Monday, August 15, 2005

Manufactured Meat

The idea of growing meat as an industrial process not requiring the life of an animal is very distressing to me, and I don't quite understand my feelings. I have always thought that it was wrong to be a vegetarian in order to wash your hands of the suffering of individual animals. As satisfying to the conscience as it may be, if no one were to eat them, they would simply disappear. To humans, large animals are either useful or a nuisance. Land-use pressures and the basic Malthusian process insure that we will slowly chip away at wildlands until they are gone. Perhaps a pitiful remnant of the original population will remain as pets for the wealthy, much as horses are used in the US today. Yes I know that the Amish maintain work horses, and that ranchers still use them, but you can't argue that they hold a secure place in perpetuity. People don't even go to the races anymore.

8/15/2005 1:10 AM

2 Comments:

At Monday, August 15, 2005 7:37:00 AM, Blogger mal said...

JJ, intersting view point on the whole PETA thing. I never considered it from that view point and have to agree. As a species, we tend to wipe out creatures that are not useful to us

 
At Monday, August 15, 2005 12:23:00 PM, Blogger jj mollo said...

I don't mean to suggest that we are culpable in this regard. Individuals may act against the trend. Many act with generous hearts. A few are heroic in their defense of the vanishing kingdoms, but we don't yet have the capability to act in a concerted fashion.
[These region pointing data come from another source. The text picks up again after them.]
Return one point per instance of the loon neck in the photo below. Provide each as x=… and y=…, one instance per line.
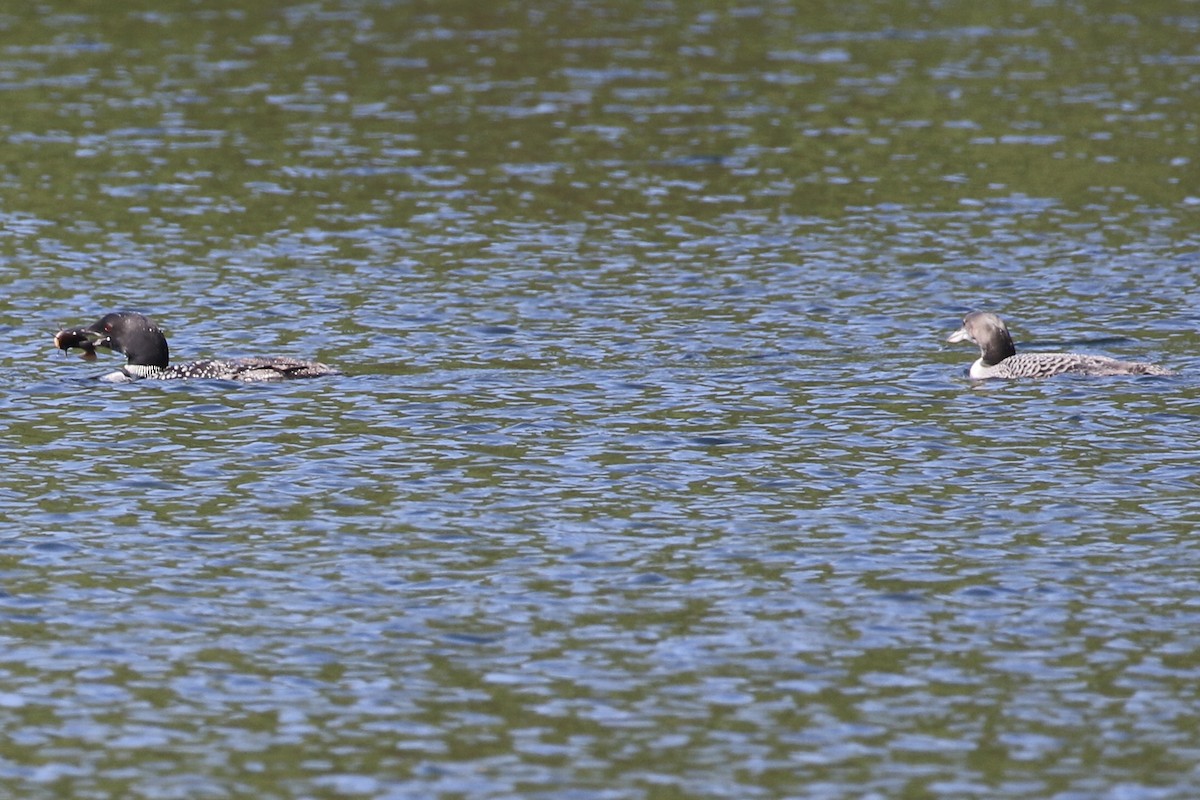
x=996, y=348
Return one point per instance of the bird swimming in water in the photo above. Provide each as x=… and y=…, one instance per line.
x=999, y=356
x=148, y=356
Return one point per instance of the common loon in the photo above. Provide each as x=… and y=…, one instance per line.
x=999, y=356
x=145, y=348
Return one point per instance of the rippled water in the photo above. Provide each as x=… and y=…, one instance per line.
x=651, y=475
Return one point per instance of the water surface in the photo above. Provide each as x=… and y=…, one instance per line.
x=651, y=475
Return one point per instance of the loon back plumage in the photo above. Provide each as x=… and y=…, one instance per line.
x=148, y=356
x=999, y=356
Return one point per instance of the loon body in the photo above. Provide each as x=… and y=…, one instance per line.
x=148, y=356
x=999, y=356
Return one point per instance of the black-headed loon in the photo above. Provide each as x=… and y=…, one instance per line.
x=148, y=356
x=999, y=356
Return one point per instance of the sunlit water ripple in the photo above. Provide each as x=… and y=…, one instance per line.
x=651, y=473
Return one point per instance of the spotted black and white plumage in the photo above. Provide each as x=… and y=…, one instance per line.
x=149, y=358
x=999, y=356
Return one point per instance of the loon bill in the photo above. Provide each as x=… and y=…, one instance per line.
x=999, y=356
x=148, y=356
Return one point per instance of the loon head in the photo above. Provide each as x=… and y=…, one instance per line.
x=136, y=336
x=989, y=332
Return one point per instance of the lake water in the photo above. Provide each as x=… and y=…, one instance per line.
x=651, y=474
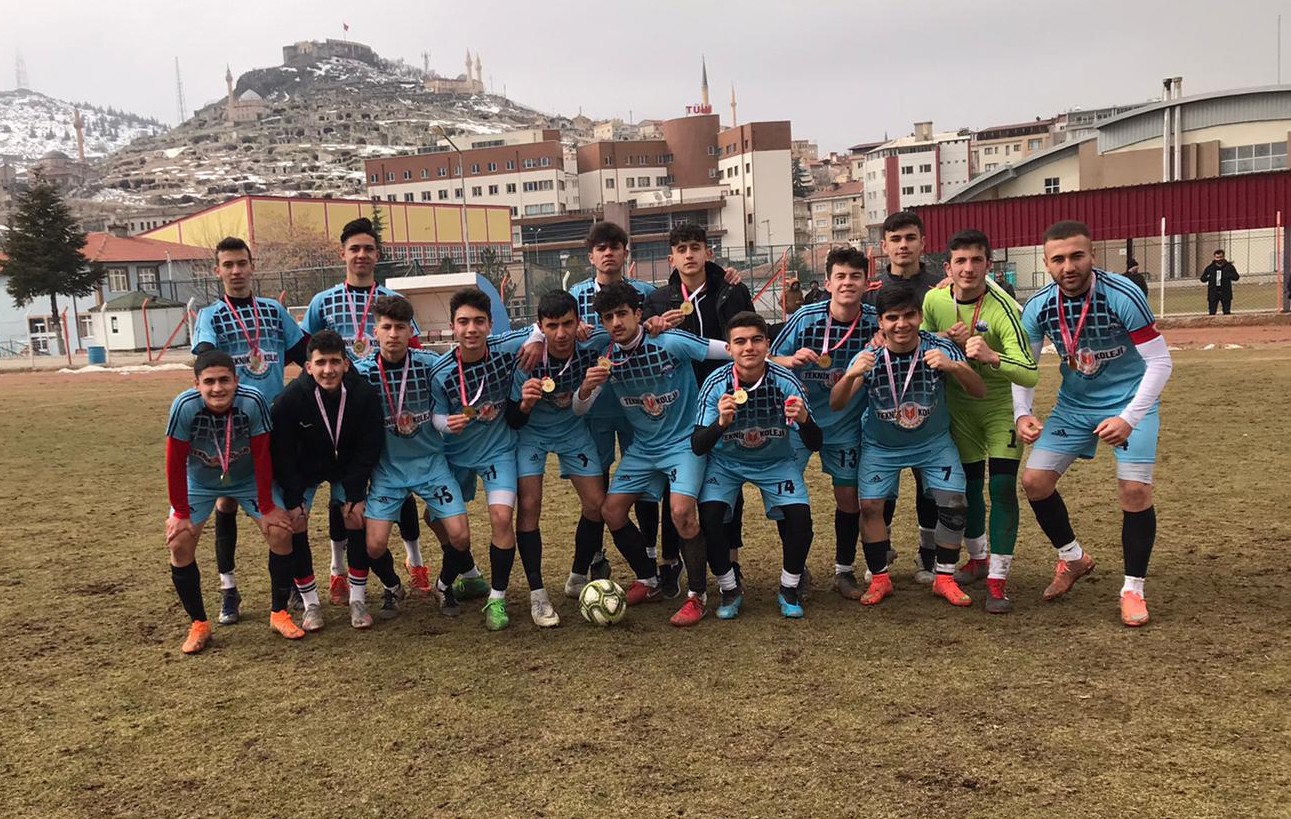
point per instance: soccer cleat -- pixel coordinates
(229, 602)
(997, 601)
(573, 585)
(879, 588)
(199, 634)
(599, 567)
(1134, 609)
(542, 611)
(418, 580)
(1065, 575)
(282, 623)
(670, 579)
(946, 588)
(690, 614)
(313, 618)
(790, 602)
(448, 605)
(972, 571)
(844, 583)
(495, 614)
(731, 603)
(338, 589)
(470, 588)
(640, 593)
(390, 602)
(359, 616)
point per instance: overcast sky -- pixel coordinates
(843, 72)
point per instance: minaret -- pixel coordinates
(79, 124)
(704, 83)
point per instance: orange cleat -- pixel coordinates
(1134, 609)
(1065, 575)
(946, 588)
(199, 634)
(881, 585)
(282, 623)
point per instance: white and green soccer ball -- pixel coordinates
(603, 602)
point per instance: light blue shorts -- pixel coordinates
(780, 482)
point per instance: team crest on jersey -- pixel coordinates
(652, 404)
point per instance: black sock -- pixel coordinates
(847, 531)
(1138, 535)
(384, 567)
(875, 556)
(589, 538)
(631, 545)
(187, 585)
(1054, 519)
(529, 545)
(500, 566)
(226, 540)
(280, 580)
(302, 562)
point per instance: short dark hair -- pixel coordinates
(470, 296)
(903, 218)
(896, 297)
(213, 358)
(613, 296)
(970, 238)
(606, 233)
(231, 244)
(356, 228)
(1067, 229)
(393, 308)
(557, 304)
(686, 233)
(748, 318)
(324, 341)
(846, 256)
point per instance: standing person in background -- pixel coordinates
(1219, 277)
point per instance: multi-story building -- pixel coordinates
(918, 169)
(531, 172)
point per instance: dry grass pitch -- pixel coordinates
(912, 709)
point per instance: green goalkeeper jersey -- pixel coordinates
(998, 321)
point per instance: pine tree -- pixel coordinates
(44, 251)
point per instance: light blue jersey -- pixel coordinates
(346, 310)
(1107, 367)
(260, 323)
(655, 386)
(758, 434)
(806, 328)
(212, 437)
(906, 407)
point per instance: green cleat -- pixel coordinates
(495, 615)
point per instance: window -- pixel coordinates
(149, 279)
(118, 279)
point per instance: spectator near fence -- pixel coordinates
(1219, 277)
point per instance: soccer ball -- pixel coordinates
(603, 602)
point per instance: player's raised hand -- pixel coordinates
(979, 350)
(1113, 432)
(529, 355)
(795, 410)
(726, 410)
(1029, 428)
(531, 393)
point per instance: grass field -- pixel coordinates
(912, 709)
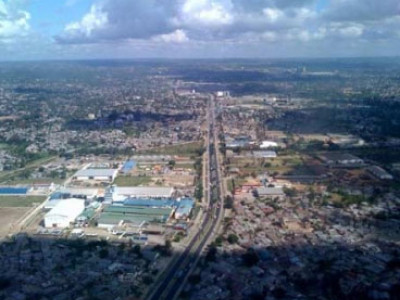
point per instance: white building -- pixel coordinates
(64, 213)
(268, 144)
(380, 173)
(96, 174)
(116, 193)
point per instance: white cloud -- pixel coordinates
(206, 12)
(178, 36)
(94, 19)
(351, 31)
(272, 14)
(14, 21)
(189, 23)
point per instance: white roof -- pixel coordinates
(69, 208)
(81, 191)
(145, 191)
(268, 144)
(270, 191)
(96, 173)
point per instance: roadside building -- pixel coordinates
(184, 208)
(134, 216)
(268, 144)
(264, 154)
(96, 174)
(341, 160)
(119, 194)
(380, 173)
(64, 213)
(270, 192)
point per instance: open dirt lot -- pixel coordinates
(10, 217)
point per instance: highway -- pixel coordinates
(173, 280)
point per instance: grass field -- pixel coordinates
(20, 201)
(132, 180)
(9, 216)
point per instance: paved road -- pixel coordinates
(173, 280)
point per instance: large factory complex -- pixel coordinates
(115, 208)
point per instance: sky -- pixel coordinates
(97, 29)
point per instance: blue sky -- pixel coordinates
(79, 29)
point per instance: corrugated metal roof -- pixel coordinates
(96, 172)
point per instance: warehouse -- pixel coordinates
(341, 160)
(64, 213)
(184, 208)
(268, 144)
(134, 216)
(96, 174)
(118, 194)
(270, 192)
(380, 173)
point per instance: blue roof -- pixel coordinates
(59, 195)
(183, 203)
(128, 165)
(184, 206)
(13, 190)
(149, 202)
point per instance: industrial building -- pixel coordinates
(96, 174)
(64, 213)
(184, 208)
(268, 144)
(134, 216)
(264, 154)
(270, 192)
(380, 173)
(118, 194)
(136, 212)
(341, 160)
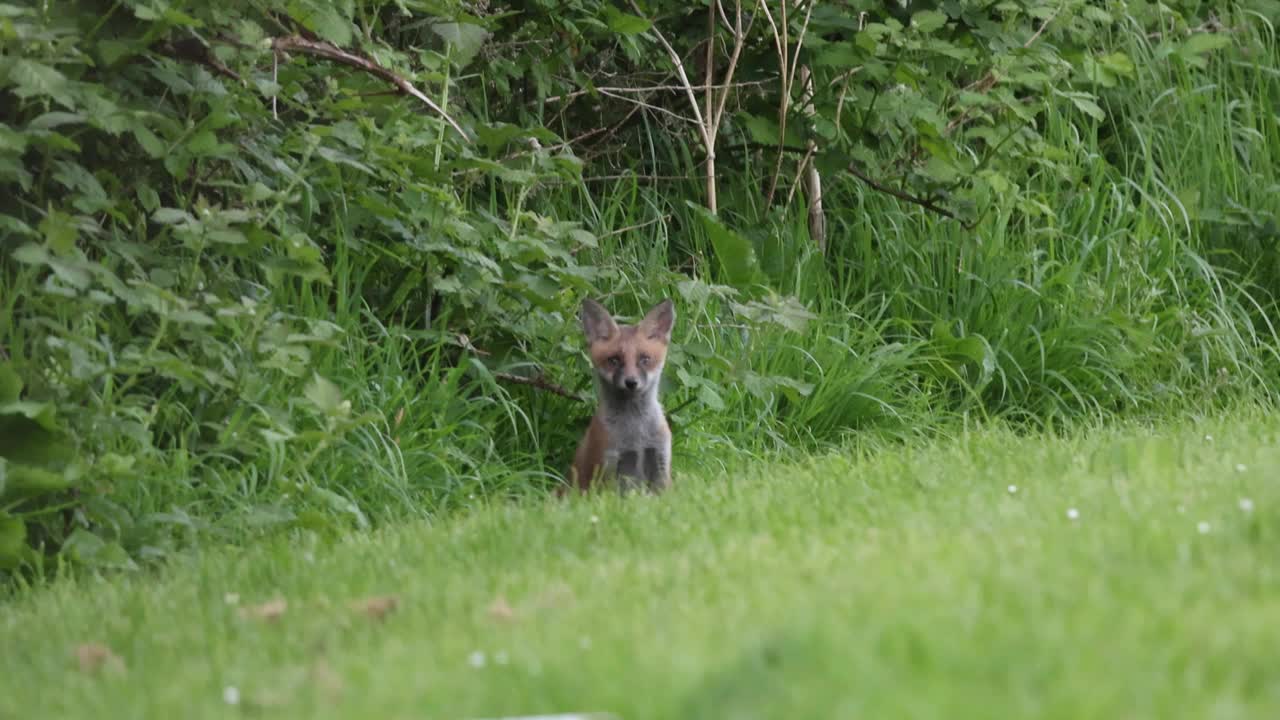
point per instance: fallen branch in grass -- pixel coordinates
(330, 51)
(539, 382)
(922, 201)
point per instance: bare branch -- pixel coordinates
(922, 201)
(680, 71)
(644, 90)
(649, 106)
(539, 382)
(330, 51)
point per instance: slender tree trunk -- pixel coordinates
(813, 178)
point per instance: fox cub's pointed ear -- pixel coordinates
(659, 320)
(597, 322)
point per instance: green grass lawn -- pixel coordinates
(946, 580)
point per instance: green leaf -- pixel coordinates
(341, 504)
(762, 130)
(204, 142)
(1118, 63)
(735, 253)
(465, 40)
(625, 23)
(50, 121)
(1203, 42)
(13, 541)
(59, 231)
(23, 482)
(1088, 106)
(35, 80)
(40, 413)
(323, 19)
(324, 395)
(10, 383)
(172, 215)
(928, 21)
(151, 145)
(87, 548)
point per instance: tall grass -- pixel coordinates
(1144, 286)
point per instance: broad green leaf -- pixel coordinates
(708, 396)
(36, 80)
(50, 121)
(1118, 63)
(762, 128)
(1205, 42)
(88, 548)
(10, 383)
(324, 395)
(172, 215)
(735, 253)
(1088, 106)
(321, 17)
(59, 231)
(465, 40)
(341, 504)
(23, 482)
(13, 541)
(39, 413)
(928, 21)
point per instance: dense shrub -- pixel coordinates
(318, 264)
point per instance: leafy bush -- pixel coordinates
(316, 265)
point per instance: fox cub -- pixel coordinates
(629, 438)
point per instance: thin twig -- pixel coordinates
(644, 90)
(193, 50)
(539, 382)
(684, 76)
(649, 106)
(629, 228)
(900, 195)
(330, 51)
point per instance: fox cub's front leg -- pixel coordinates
(657, 468)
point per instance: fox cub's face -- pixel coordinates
(629, 358)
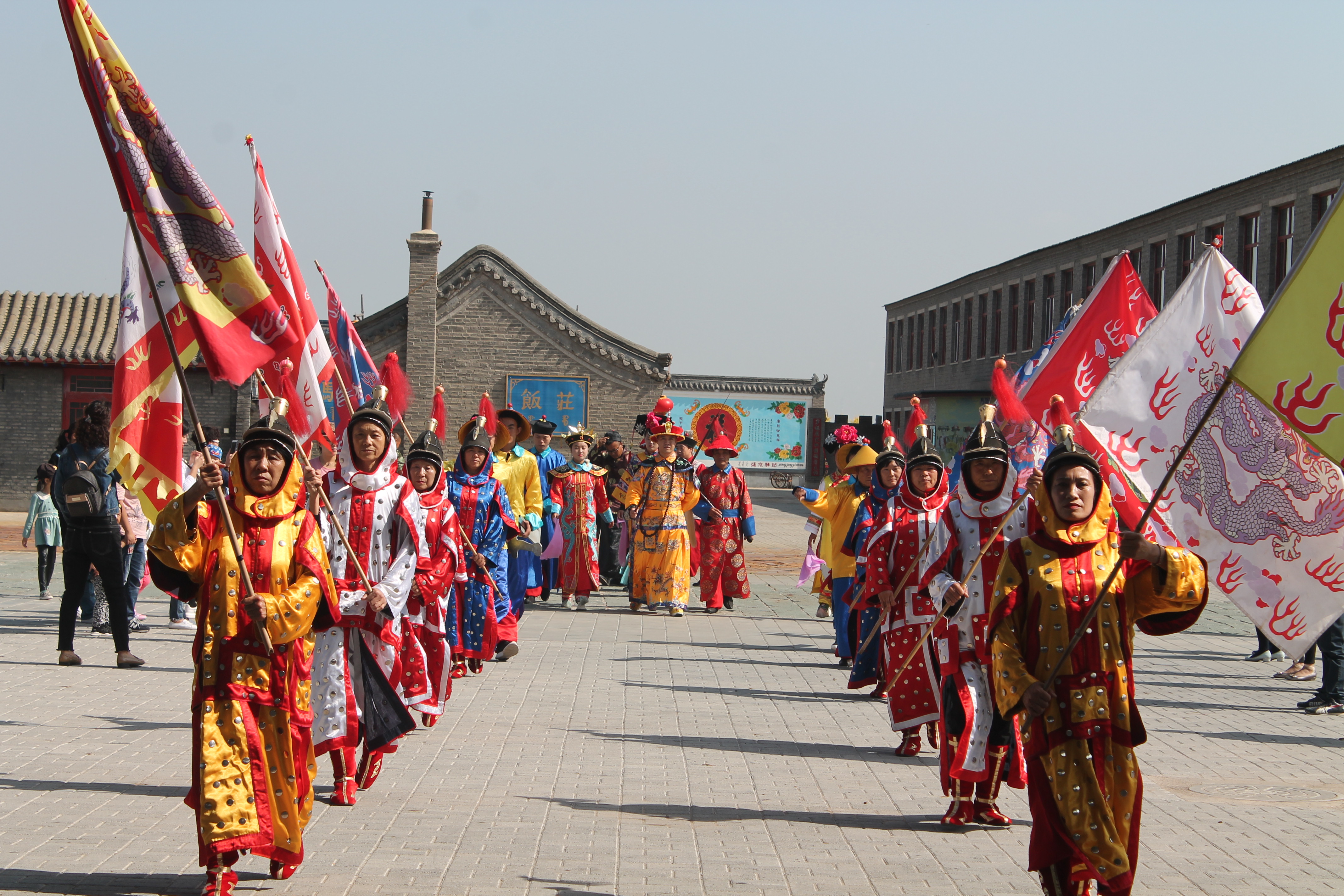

Think about the American Bison. It was nearly wiped out by the concerted efforts of a handful of hard-minded men who recognized it as the linch-pin of American Indian culture and resistance. The rest of America had no input into this decision. If we had understood, if we had had the ability to project the power of the state, if we had had the ability to deconstruct the formidable logic promulgated by these men, would we have been able to stop them? There are many similar decisions facing us today, most notably in Brazil.

We have to start acting as if we were really a species, or at least a nation, a single entity capable of choice, rather than as a Von Neumann machine with destructive attributes.